Ron Rash's family has lived in the southern Appalachian mountains since the mid-1700s, and it is this region that is the primary focus of his writing. Rash grew up in Boiling Springs, North Carolina, and graduated from Gardner-Webb College and Clemson University. He holds the John Parris Chair in Appalachian Studies at Western Carolina University. In 1994 the National Endowment for the Arts awarded him a fellowship for poetry. In 1996 he won the Sherwood Anderson Prize and in 2001 he won the Novello Festival Novel Award, which brought with it publication of his novel and in 2002 was awarded Foreword Magazine's Gold Medal in Literary Fiction for his novel One Foot in Eden, which was named Appalachian Book of the Year. In 2005 his novel Saints at the River was named Fiction Book of the Year by both the Southern Book Critics Circle and the Southeastern Booksellers Association. In 2005 Ron Rash won an O. Henry award for his story "Speckled Trout." That same year he was given the James Still Award by the Fellowship of Southern Writers.
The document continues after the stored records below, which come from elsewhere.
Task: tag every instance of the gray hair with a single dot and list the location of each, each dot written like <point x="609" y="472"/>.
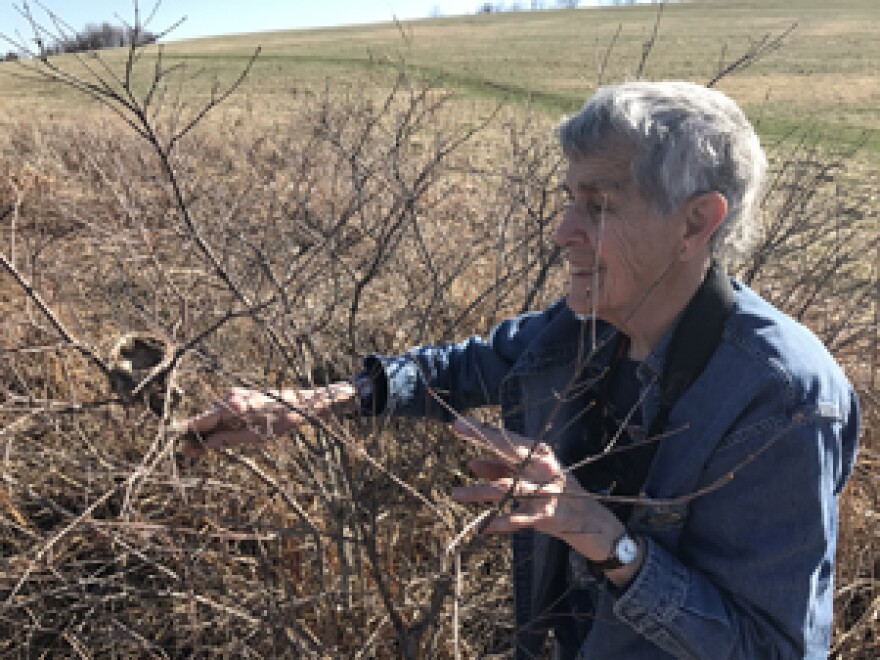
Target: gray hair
<point x="688" y="139"/>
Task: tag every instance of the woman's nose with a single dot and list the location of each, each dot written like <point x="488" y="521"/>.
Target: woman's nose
<point x="568" y="231"/>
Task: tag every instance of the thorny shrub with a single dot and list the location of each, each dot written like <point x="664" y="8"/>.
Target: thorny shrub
<point x="364" y="222"/>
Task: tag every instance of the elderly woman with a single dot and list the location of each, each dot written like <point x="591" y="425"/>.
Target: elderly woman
<point x="674" y="446"/>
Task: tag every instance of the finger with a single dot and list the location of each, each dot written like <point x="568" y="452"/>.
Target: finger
<point x="205" y="423"/>
<point x="487" y="469"/>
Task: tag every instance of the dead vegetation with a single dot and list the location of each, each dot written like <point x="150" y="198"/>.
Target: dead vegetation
<point x="368" y="221"/>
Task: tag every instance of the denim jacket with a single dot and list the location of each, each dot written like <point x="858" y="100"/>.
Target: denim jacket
<point x="740" y="507"/>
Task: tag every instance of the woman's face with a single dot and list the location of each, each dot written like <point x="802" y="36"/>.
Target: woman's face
<point x="617" y="248"/>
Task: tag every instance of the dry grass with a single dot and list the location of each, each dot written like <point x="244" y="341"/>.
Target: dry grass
<point x="112" y="540"/>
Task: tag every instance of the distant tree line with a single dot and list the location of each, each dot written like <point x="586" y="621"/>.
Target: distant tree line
<point x="92" y="37"/>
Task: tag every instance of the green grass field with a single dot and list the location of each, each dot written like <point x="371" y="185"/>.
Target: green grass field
<point x="823" y="81"/>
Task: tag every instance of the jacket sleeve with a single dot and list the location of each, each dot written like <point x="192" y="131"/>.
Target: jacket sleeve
<point x="755" y="577"/>
<point x="428" y="381"/>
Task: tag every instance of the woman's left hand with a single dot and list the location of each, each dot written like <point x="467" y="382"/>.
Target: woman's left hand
<point x="548" y="498"/>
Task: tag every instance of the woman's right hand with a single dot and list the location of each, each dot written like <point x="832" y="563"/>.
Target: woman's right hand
<point x="246" y="416"/>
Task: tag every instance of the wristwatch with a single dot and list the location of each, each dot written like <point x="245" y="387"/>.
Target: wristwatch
<point x="624" y="551"/>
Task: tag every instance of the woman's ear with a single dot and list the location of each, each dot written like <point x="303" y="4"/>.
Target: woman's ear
<point x="703" y="214"/>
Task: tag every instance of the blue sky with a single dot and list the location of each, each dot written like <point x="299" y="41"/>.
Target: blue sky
<point x="211" y="17"/>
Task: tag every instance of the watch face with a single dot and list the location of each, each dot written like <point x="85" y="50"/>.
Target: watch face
<point x="627" y="549"/>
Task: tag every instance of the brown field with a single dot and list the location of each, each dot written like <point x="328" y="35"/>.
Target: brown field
<point x="323" y="212"/>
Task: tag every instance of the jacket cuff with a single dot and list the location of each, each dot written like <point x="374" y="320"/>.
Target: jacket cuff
<point x="656" y="594"/>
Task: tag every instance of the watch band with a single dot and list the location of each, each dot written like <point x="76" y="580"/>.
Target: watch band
<point x="624" y="551"/>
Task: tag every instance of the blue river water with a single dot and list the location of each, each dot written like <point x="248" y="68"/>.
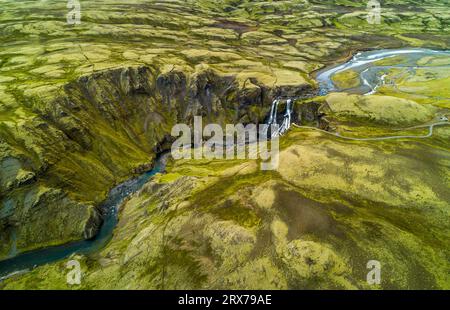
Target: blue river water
<point x="27" y="261"/>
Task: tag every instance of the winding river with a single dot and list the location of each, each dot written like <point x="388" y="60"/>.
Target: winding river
<point x="27" y="261"/>
<point x="371" y="74"/>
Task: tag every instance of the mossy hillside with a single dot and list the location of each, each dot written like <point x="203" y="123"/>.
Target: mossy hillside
<point x="107" y="125"/>
<point x="40" y="54"/>
<point x="382" y="110"/>
<point x="312" y="226"/>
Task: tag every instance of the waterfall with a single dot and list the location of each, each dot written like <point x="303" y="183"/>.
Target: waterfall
<point x="286" y="123"/>
<point x="273" y="112"/>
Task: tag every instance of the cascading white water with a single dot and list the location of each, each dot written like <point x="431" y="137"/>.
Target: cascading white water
<point x="286" y="123"/>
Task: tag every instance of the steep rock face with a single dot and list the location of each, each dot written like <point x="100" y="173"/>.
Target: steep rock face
<point x="59" y="163"/>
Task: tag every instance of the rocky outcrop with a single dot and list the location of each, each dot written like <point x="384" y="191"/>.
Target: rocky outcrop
<point x="99" y="130"/>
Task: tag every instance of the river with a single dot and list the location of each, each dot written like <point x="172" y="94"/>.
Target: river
<point x="29" y="260"/>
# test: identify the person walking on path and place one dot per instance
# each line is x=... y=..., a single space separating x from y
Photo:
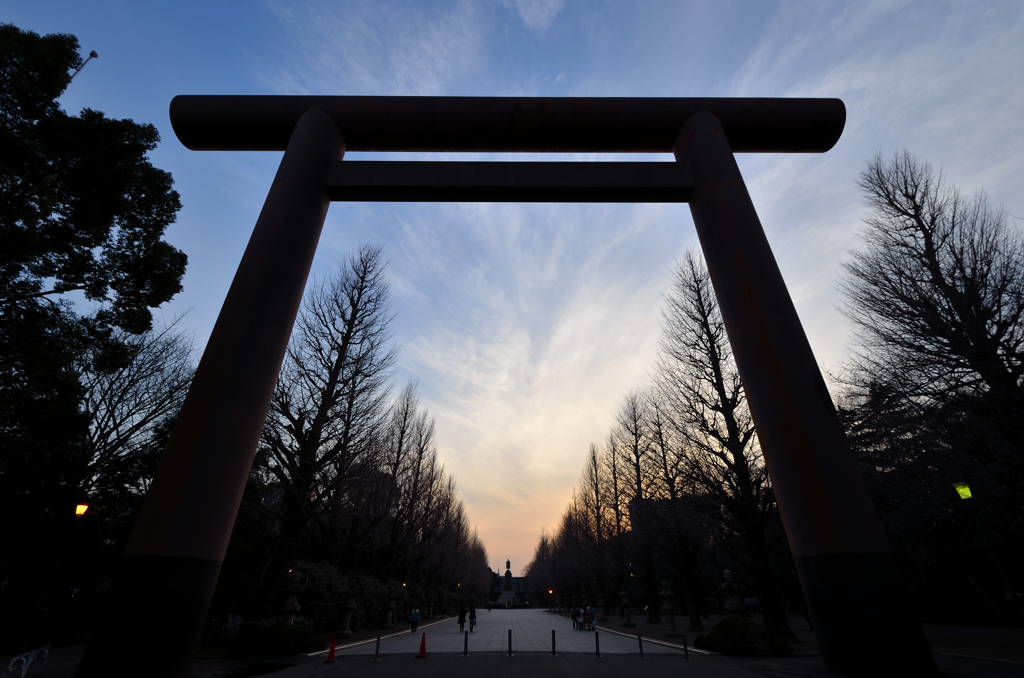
x=414 y=618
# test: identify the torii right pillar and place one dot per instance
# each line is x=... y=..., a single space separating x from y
x=863 y=618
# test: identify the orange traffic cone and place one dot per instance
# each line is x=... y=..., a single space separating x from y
x=423 y=646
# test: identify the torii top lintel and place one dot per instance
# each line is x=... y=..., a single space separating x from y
x=487 y=124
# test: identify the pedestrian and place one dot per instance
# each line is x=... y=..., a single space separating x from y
x=414 y=618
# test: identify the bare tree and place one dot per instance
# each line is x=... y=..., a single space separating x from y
x=699 y=381
x=127 y=404
x=324 y=429
x=633 y=445
x=937 y=296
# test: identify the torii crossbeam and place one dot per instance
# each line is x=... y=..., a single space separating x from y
x=862 y=616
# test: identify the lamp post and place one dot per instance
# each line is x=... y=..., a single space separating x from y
x=963 y=496
x=79 y=512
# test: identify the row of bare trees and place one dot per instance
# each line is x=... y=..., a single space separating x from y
x=933 y=396
x=346 y=473
x=679 y=479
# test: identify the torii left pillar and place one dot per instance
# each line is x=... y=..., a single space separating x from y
x=173 y=557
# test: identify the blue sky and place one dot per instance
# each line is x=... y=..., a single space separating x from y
x=525 y=325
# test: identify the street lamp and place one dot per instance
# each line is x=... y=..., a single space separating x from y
x=963 y=493
x=963 y=490
x=79 y=511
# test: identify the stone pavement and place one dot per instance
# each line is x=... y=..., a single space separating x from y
x=530 y=633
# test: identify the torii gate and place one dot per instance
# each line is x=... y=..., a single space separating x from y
x=862 y=616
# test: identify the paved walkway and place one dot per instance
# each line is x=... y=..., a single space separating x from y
x=530 y=633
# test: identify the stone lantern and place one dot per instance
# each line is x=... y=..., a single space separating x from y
x=733 y=603
x=347 y=609
x=669 y=608
x=627 y=601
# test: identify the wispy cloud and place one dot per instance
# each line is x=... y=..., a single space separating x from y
x=538 y=15
x=376 y=48
x=527 y=324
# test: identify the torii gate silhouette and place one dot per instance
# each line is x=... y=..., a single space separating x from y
x=861 y=612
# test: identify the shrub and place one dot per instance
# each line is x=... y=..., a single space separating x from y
x=740 y=637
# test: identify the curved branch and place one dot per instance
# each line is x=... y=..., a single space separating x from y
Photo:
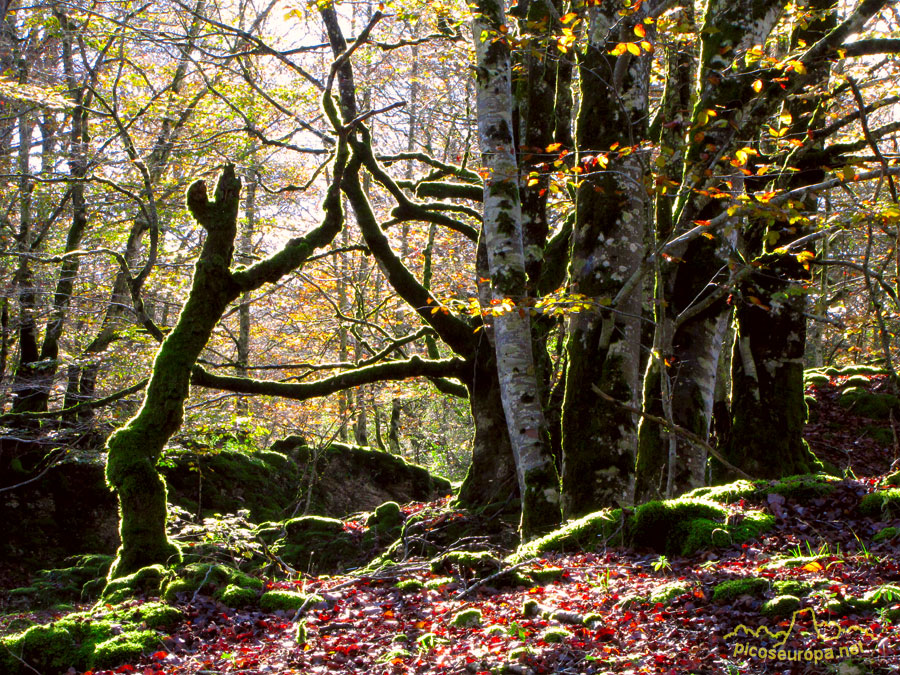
x=302 y=391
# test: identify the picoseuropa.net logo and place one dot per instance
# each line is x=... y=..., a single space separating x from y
x=842 y=645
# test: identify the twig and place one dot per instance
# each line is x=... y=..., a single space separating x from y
x=681 y=431
x=478 y=584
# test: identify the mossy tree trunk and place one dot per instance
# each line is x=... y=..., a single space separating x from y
x=611 y=221
x=768 y=406
x=503 y=237
x=768 y=410
x=134 y=449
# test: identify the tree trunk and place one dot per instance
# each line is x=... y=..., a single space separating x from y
x=768 y=406
x=529 y=437
x=599 y=439
x=134 y=449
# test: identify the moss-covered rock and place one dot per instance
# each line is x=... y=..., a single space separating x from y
x=288 y=600
x=467 y=563
x=409 y=585
x=83 y=580
x=666 y=593
x=438 y=583
x=675 y=526
x=466 y=618
x=236 y=596
x=868 y=404
x=589 y=533
x=316 y=544
x=103 y=638
x=546 y=575
x=793 y=587
x=211 y=579
x=884 y=503
x=554 y=635
x=351 y=478
x=886 y=533
x=730 y=590
x=782 y=605
x=386 y=517
x=891 y=480
x=146 y=581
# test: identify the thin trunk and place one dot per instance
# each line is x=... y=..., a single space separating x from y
x=611 y=222
x=529 y=438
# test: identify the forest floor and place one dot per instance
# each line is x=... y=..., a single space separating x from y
x=616 y=610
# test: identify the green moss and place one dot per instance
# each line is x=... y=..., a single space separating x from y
x=177 y=587
x=735 y=588
x=668 y=592
x=668 y=527
x=793 y=587
x=467 y=618
x=287 y=600
x=437 y=583
x=82 y=641
x=478 y=563
x=856 y=381
x=157 y=615
x=585 y=534
x=124 y=648
x=867 y=404
x=789 y=562
x=886 y=533
x=555 y=635
x=725 y=494
x=146 y=581
x=546 y=575
x=783 y=605
x=806 y=486
x=891 y=480
x=317 y=544
x=592 y=618
x=881 y=503
x=409 y=585
x=881 y=435
x=816 y=379
x=386 y=517
x=236 y=596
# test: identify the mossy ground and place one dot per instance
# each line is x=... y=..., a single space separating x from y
x=730 y=590
x=681 y=526
x=105 y=637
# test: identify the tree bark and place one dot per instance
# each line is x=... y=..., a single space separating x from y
x=519 y=392
x=602 y=348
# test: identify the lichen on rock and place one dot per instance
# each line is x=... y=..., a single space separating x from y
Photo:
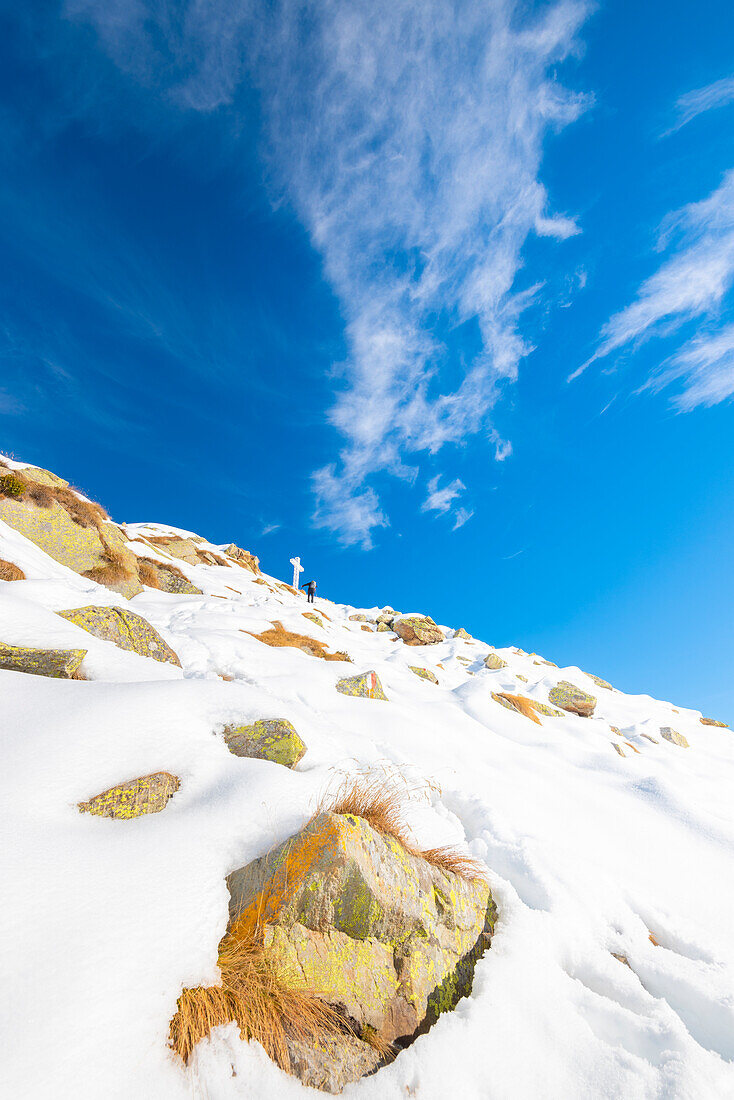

His poetry and fiction have appeared in more than a hundred journals, magazines, and anthologies, including The Longman Anthology of Southern Literature, Western Wind, Sewanee Review, Yale Review, Georgia Review, Kenyon Review, New England Review, Southern Review, Shenandoah and Poetry. He is the author of six books: The Night The New Jesus Fell to Earth and Casualties (short stories); Eureka Mill, Among the Believers, and Raising the Dead (poetry); One Foot in Eden and Saints at the River (novels). Henry Holt will publish his third novel, The World Made Straight, in April.